AFTER a presidential campaign that saw a convicted murderer-rapist, Willie Horton, rival the pledge of allegiance for attention, ``Seductions of Crime'' offers a welcome, substantive examination of the emotional and psychological origins of criminal behavior. Jack Katz is bent on knowing the ``spiritual gratifications'' the Hortons of this world get from violent crime.

A Copernicus of social psychology, Katz probes the deviant imagination of a felon as the felon imagines his own actions.

Unlike most social scientists of the last four decades, he sees that ``The causes of crime [are] constructed by the offenders themselves.'' He does not look for the criminal animus in familial, economic, or class background. Rather, Katz pronounces the criminal's ``moral seductions,'' the good in being bad, the center of criminal activity.

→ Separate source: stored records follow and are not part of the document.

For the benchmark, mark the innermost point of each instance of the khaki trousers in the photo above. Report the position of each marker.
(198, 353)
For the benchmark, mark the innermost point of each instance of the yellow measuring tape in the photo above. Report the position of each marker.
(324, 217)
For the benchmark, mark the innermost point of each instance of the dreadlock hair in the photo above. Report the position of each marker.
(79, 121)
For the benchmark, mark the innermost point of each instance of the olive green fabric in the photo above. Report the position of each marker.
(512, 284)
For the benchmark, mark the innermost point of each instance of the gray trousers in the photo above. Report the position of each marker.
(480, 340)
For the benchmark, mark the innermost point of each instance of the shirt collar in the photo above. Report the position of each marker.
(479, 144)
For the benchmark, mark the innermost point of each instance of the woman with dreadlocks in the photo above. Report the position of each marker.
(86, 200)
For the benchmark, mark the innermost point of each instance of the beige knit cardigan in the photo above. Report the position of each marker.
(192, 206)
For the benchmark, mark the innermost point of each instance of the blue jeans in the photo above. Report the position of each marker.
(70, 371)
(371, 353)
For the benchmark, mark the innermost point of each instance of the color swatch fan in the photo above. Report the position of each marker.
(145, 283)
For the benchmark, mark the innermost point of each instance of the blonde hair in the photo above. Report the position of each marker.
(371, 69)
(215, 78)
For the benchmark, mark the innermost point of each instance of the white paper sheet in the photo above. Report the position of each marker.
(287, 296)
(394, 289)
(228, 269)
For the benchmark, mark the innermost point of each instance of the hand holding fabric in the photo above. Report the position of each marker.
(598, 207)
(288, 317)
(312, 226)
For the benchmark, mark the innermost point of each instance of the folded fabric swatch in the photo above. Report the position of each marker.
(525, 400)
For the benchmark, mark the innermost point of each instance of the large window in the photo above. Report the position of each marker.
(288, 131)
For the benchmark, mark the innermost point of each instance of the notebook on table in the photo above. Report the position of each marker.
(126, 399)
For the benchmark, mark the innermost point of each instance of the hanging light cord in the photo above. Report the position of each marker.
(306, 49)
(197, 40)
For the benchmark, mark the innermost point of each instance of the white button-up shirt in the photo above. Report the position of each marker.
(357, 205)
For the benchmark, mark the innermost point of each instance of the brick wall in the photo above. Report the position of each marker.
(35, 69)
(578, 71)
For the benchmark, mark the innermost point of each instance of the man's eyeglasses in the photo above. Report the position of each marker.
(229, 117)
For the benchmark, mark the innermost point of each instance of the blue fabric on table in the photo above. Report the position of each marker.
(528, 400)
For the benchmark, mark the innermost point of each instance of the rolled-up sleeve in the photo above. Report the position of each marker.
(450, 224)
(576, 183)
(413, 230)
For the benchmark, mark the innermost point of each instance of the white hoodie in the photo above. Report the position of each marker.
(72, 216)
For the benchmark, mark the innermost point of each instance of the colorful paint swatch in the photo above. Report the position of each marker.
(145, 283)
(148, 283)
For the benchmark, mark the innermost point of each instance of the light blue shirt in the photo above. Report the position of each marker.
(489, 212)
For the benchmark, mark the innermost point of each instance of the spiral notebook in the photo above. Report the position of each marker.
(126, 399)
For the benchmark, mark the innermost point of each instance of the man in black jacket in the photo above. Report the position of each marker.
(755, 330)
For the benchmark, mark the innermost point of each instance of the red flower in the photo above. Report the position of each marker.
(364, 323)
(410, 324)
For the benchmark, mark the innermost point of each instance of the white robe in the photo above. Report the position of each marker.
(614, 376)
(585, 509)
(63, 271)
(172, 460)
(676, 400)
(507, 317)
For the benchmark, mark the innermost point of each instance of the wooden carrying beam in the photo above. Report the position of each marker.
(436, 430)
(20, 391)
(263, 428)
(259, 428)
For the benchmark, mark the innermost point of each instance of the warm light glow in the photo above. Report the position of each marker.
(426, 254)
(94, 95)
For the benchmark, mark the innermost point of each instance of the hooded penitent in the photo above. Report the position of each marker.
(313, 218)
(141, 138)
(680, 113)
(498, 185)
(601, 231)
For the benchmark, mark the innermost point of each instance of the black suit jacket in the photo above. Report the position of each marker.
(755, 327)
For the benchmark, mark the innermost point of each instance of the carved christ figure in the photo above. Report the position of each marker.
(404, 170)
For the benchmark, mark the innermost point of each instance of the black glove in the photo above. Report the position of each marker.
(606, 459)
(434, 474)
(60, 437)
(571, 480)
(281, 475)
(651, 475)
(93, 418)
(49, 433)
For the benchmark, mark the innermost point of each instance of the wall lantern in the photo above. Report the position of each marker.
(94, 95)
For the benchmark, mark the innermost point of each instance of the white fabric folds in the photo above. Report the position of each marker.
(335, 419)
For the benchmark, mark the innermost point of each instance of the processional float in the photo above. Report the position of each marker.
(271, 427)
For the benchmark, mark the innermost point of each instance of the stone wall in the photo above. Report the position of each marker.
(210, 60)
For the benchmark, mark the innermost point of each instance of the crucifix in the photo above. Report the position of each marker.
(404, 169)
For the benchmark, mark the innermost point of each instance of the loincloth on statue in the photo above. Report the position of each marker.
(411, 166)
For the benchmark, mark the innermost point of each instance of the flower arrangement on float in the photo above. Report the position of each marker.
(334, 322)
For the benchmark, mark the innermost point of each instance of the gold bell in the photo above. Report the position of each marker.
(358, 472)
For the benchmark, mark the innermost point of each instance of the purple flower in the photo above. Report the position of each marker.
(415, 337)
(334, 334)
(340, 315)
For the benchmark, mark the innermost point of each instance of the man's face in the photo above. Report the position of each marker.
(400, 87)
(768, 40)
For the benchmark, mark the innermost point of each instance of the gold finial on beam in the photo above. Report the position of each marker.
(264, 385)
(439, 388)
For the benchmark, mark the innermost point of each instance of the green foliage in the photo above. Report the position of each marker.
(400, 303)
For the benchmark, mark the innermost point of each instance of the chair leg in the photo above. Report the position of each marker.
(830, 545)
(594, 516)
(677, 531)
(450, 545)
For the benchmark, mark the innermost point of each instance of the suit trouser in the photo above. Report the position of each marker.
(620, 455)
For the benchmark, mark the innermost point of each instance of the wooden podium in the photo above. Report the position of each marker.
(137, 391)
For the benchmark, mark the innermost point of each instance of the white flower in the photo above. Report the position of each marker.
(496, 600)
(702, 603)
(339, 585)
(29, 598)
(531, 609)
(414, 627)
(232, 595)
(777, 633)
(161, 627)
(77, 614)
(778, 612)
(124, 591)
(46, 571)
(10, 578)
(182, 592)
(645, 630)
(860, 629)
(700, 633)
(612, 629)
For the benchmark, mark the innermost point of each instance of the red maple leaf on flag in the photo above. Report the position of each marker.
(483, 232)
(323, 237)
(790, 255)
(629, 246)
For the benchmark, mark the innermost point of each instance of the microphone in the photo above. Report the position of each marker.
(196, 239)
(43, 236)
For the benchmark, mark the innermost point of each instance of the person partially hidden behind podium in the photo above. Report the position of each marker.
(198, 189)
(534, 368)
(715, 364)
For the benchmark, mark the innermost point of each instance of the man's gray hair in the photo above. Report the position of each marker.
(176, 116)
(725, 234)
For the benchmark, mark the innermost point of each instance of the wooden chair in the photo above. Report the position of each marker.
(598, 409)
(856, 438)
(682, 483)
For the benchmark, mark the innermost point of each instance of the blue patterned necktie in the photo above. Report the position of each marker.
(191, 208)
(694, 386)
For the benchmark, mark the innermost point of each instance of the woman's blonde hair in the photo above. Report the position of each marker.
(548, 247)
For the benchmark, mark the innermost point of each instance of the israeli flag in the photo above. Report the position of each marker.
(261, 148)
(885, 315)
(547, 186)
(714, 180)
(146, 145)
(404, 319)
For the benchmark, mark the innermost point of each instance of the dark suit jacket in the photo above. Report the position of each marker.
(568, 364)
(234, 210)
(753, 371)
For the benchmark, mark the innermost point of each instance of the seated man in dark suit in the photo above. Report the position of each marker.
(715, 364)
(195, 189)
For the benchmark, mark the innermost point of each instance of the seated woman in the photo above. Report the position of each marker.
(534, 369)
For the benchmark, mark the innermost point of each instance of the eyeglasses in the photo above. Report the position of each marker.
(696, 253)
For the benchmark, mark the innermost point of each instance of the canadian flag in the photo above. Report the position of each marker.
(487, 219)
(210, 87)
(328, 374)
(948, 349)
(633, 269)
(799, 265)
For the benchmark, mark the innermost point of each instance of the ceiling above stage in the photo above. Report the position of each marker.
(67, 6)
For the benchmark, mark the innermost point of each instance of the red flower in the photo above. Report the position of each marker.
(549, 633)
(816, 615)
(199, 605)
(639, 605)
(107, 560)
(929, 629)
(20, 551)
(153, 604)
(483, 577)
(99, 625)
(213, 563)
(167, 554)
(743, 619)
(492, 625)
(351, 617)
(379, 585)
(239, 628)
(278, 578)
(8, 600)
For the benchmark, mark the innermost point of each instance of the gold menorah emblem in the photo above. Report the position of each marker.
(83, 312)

That said, this book reads like a metaphysical wrestling match, where evil motives stand principles of right and wrong on their head. It is a tough nut to crack, but well worth the effort, although the response may not be what Katz anticipated.

Its effect will track that of Upton Sinclair's ``The Jungle,'' a scathing expos'e of the Chicago meatpacking industry at the turn of the century. Sinclair was bent on socialist political reform. Indifferent to his politics, the nation demanded better sausages.

Instead of an appreciation for the chaos and evil seen at the center of a criminal's being, Katz's book will elicit a call for more cops, more jails, and more voltage for murderers sitting in electric chairs.

Stylistically, Katz juxtaposes the reasoned, dispassionate language of the social scientist - ``The practice of stickup requires the achievement of a distinctive moral incompetence: the construction of indifference to the mundane consequences of the crime to oneself and, therefore, to others'' - with streetwise lingo - ``Somebody say, `I ain't a-giving up nothing.' But you can change his tune easy. You ain't got to kill him. Smack him with the gun or shoot him in the foot or kneecap, he give it right up. Knock his big toe off with one of them .45s, he give it up.''

The contrast between these two linguistic epistemologies intensifies and focuses the discussion of moral idiocy at the heart of this book. Katz yokes abstract ideas about issues of morals and ethics to the subjective and perverse statements of criminals.

As he moves from simple cases listed in police records to more complex ones, to the depiction of criminal intent in literature, his face-off between good and evil evokes the age-old impasse of original sin, where an evil act becomes an intensely felt good.

``In stickups, as in other fields in which a difficult spiritual commitment must be made, many are called but few are chosen .... It is practically impossible to make a career of stickups just by making a calculated show of a disposition to be bad; you must live the commitment of deviance. You must really mean it.''

Katz is not dealing with Edith and Archie Bunker here. He labors in the social sewers. He introduces ``Nut,'' ``Jug,'' Slick,'' ``JC,'' ``West Indian Archie,'' and other felons, each of whom returns to society between stays in prison.

Katz sallies with youth gangs in Scotland and Los Angeles, psychoanalyzes wife beaters and spouse killers. He contemplates the ``normal'' bizarre behavior of leather-clad, chain-bedecked Hell's Angels skipping across a bar floor, jumping into each other's arms and planting wet, vociferous kisses on each other's lips.

What is Katz trying to show? one asks. ``Badness,'' deviance as the willed norm. Straight society will find this book inordinately rational while at the same time highly emotional. Get ready to wrestle.